Biometrics is the measurement and statistical analysis of the unique physical and behavioural characteristics of individuals. The growth of biometrics has led to fantastic changes in sport by allowing athletes to control more aspects of their jobs and careers and continually enhance performance.
Data analysts are increasingly using biometric data in sport to work closely with athletes. By investing considerable time in understanding what questions to ask of the data and then identifying the most important data points to remove guesswork, assumptions or hypothesis, biometric data monitors athletic performance and prevents potential injuries with the goal of continuously improving teamwork and overall sporting success.
Because professional sailing teams use the same boats, technology and equipment each year, yacht racing teams rely on the performance of their individual sailors and racing teams to win at competition stage.
Biometric data helps yacht racing teams to collect data even when sailors are the middle of nowhere. Sailors must navigate all kinds of weather and ocean conditions. If mental fatigue reduces performance, physical decline is a major risk factor in losing a yacht race. Seasickness, skin infections, poor sleep patterns, wasting muscles and a lack of proper food can be identified by biometric data, which can then guide treatment options to prevent illness.
Yacht racing teams such as AzkoNobel in the Volvo Ocean Race are using software to track sailors’ individual performance through biometric data from wearable devices. The performance manager can verify athletes’ vitals 24 hours a day, analyze their physical conditions and correlate with sailing results.

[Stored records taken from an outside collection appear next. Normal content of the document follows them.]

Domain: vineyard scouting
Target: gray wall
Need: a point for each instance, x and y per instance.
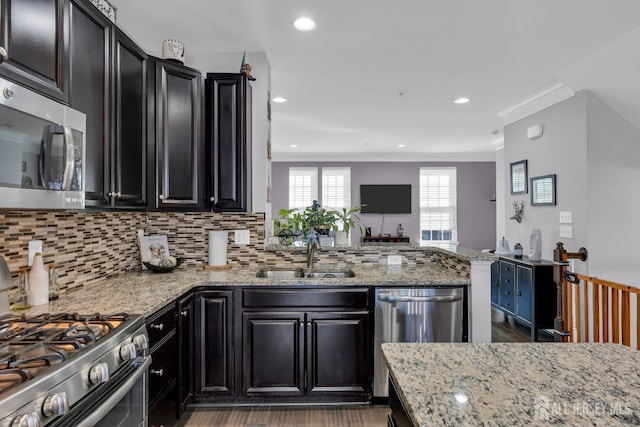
(595, 154)
(476, 185)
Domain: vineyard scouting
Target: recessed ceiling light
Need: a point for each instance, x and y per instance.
(305, 24)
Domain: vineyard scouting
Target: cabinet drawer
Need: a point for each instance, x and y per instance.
(160, 324)
(307, 298)
(164, 367)
(507, 274)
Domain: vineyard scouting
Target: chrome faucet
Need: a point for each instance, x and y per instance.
(311, 250)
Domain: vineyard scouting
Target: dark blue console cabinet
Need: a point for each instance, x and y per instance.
(525, 290)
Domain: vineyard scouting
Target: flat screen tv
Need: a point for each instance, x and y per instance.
(386, 198)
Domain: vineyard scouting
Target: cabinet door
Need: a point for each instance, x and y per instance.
(34, 41)
(129, 127)
(178, 136)
(507, 285)
(186, 348)
(228, 141)
(90, 93)
(214, 347)
(164, 368)
(273, 349)
(338, 354)
(524, 308)
(495, 284)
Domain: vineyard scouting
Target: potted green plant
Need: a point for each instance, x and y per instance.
(320, 219)
(349, 220)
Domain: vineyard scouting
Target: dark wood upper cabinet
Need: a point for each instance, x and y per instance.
(178, 138)
(90, 89)
(34, 41)
(228, 142)
(128, 178)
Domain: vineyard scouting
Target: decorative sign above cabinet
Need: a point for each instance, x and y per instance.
(106, 9)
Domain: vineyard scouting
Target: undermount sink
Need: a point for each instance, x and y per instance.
(329, 274)
(280, 273)
(298, 273)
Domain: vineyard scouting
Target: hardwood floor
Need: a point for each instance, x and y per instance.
(278, 416)
(503, 329)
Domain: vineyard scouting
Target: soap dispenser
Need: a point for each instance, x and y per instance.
(535, 244)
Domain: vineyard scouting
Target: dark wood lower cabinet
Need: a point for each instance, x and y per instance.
(273, 351)
(337, 354)
(215, 355)
(302, 354)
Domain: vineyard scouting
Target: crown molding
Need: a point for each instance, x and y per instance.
(489, 156)
(533, 104)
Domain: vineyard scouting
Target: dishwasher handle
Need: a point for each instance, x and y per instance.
(408, 298)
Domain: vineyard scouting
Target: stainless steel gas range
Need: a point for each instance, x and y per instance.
(73, 370)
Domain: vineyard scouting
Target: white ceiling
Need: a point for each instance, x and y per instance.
(376, 74)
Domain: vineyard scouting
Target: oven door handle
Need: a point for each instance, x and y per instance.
(100, 412)
(445, 298)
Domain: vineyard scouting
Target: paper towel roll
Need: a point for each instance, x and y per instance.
(218, 248)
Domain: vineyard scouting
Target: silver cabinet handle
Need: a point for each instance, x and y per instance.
(446, 298)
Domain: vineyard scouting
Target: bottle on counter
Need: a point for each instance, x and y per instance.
(38, 282)
(23, 286)
(54, 290)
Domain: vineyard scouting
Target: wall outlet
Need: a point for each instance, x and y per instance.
(241, 237)
(394, 259)
(566, 231)
(34, 246)
(566, 217)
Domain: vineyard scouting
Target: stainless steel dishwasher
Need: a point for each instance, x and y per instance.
(416, 315)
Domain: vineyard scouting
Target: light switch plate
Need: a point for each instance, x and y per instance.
(34, 246)
(394, 259)
(566, 217)
(241, 237)
(566, 231)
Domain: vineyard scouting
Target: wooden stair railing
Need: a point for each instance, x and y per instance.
(608, 316)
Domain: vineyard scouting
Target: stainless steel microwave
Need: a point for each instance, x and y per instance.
(42, 151)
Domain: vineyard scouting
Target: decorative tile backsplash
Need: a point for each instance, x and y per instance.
(89, 246)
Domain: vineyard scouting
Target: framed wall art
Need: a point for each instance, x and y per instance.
(519, 177)
(543, 190)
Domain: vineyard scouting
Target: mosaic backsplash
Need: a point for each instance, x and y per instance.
(89, 246)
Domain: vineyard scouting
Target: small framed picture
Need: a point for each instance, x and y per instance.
(519, 177)
(543, 190)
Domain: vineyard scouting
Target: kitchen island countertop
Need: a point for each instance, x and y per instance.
(146, 292)
(506, 384)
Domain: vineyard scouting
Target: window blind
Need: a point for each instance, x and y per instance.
(303, 187)
(336, 188)
(438, 201)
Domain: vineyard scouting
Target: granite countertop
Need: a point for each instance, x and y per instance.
(146, 292)
(507, 384)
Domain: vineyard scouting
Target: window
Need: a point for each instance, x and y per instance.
(303, 187)
(336, 188)
(437, 206)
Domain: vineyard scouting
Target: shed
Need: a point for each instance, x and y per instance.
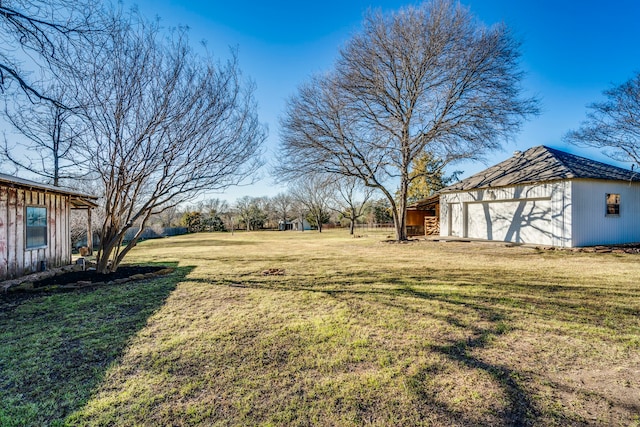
(548, 197)
(35, 225)
(423, 216)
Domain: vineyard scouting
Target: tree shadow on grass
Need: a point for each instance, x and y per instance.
(520, 408)
(56, 346)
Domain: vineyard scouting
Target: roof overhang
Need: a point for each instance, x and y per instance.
(82, 199)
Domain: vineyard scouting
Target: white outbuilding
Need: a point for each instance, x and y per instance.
(545, 196)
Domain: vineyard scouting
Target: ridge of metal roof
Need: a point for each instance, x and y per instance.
(542, 164)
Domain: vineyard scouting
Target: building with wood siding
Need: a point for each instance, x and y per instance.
(35, 225)
(547, 197)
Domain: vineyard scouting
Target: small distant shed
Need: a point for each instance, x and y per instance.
(35, 225)
(548, 197)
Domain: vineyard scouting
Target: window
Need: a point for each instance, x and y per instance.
(613, 204)
(36, 227)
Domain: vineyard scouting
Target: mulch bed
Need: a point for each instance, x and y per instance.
(91, 276)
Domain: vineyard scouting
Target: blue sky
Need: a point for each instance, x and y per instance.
(572, 51)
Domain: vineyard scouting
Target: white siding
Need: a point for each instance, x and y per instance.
(518, 221)
(536, 214)
(592, 226)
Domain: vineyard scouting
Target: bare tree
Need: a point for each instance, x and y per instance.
(613, 125)
(283, 206)
(350, 199)
(166, 125)
(250, 211)
(313, 192)
(48, 135)
(38, 31)
(423, 79)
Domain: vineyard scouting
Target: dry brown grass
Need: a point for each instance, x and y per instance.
(359, 332)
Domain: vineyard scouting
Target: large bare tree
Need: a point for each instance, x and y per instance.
(165, 125)
(423, 79)
(34, 35)
(45, 138)
(613, 125)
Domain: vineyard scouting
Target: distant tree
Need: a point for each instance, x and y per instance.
(212, 211)
(314, 193)
(165, 126)
(380, 211)
(350, 199)
(169, 217)
(192, 220)
(283, 204)
(613, 125)
(250, 212)
(423, 79)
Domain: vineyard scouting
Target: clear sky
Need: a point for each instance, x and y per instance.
(572, 51)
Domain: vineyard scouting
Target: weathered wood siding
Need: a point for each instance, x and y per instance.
(15, 259)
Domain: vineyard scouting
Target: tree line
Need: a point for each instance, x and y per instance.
(334, 204)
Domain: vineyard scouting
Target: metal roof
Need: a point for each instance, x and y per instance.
(542, 164)
(25, 183)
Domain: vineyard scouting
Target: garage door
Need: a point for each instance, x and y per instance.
(520, 221)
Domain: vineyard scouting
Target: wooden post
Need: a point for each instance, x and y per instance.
(89, 231)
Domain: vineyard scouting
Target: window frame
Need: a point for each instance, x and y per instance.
(615, 206)
(38, 244)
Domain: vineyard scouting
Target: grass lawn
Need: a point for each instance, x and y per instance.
(356, 332)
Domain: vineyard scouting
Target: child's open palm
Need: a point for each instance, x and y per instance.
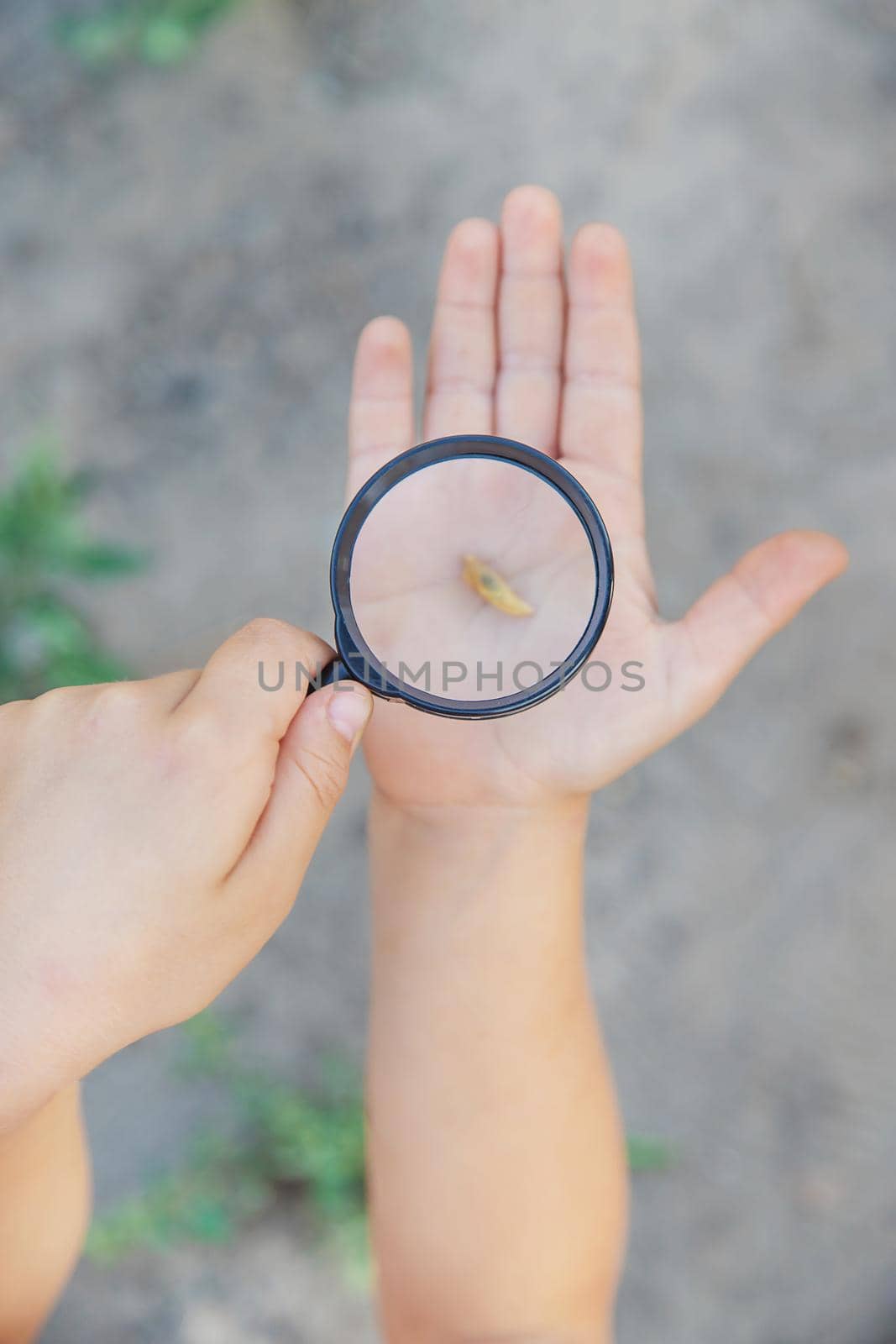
(521, 353)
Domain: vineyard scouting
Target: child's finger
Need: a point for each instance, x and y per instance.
(743, 609)
(531, 302)
(464, 344)
(600, 420)
(312, 770)
(380, 416)
(251, 687)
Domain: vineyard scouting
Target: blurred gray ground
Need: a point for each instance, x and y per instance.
(187, 259)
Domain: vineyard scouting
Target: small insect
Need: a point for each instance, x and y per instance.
(493, 589)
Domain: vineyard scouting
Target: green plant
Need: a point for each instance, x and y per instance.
(45, 544)
(160, 33)
(285, 1139)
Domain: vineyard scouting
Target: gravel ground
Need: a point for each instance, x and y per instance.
(187, 259)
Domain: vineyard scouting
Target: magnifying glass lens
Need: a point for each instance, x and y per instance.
(472, 580)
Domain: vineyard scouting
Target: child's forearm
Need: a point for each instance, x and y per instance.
(496, 1156)
(45, 1202)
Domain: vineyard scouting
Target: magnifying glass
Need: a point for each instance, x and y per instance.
(470, 577)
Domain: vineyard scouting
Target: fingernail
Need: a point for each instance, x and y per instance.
(348, 711)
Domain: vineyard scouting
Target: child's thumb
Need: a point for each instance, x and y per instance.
(312, 772)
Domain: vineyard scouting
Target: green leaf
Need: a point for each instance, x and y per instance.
(103, 561)
(649, 1155)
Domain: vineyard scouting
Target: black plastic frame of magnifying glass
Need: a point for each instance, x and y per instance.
(358, 662)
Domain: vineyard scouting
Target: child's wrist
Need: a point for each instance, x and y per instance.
(458, 822)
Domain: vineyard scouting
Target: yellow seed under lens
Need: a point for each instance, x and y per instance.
(493, 589)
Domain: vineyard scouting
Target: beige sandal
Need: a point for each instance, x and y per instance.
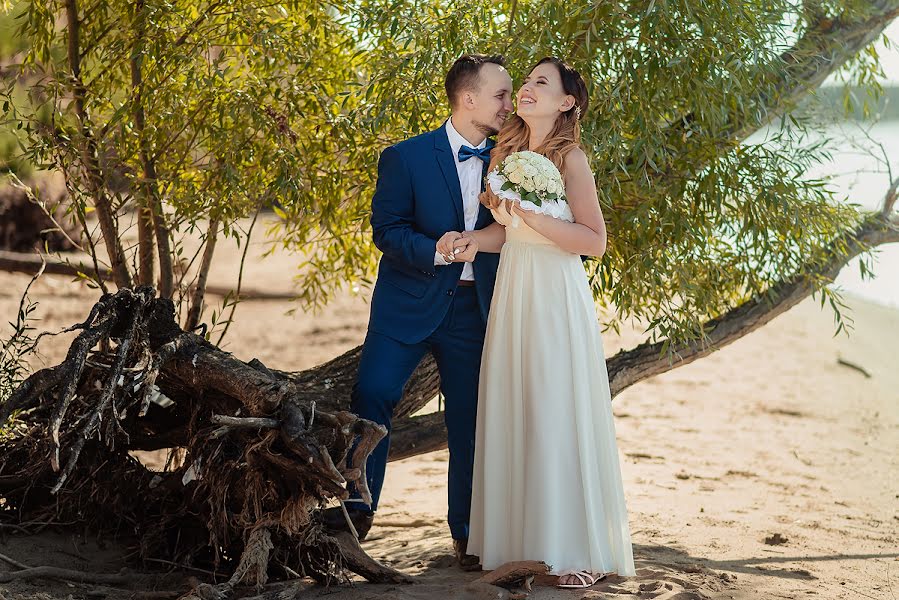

Biometric data is also helping teams to use sleep to increase racing performance. Yacht racing crew members usually get a maximum of 4-6 hours of sleep a night. With biometric data, the performance manager can verify that each sailor meets their sleep goals and assess the impact of time-zone changes or sleep during daylight hours, so the team can adjust according to the trend.
The next step for biometric data in the Marine industry will be to include weather data so that teams can see how weather affects crew performance.
Whether sharing medical information, on- and off-season testing for performance enhancers or obtaining permission for off-season activities, athletes are used to surrendering some privacy rights. However, new biometric tracking technologies are going even further: they can continuously collect data for long periods of time, and this data is typically uploaded to an external or cloud server where it can be accessed by multiple people. Some argue that biometric data’s precise and objective outputs reduce the power and ability of sailors to speak for themselves when it comes to personal capabilities.
In the EU and Canada, a person maintains ownership of his or her biodata. In the UK, the GDPR (General Data Protection Regulation) and the Data Protection Bill protect all athletes. However, in the US biometric data is owned by the company or team that acquires it, and even outside of America some racing clubs are finding loopholes that breach confidentiality to enable further research.
Whilst legality around biometric data is still being resolved, many yacht racing teams are already adopting the use of data in an ethical way and finding real performance success.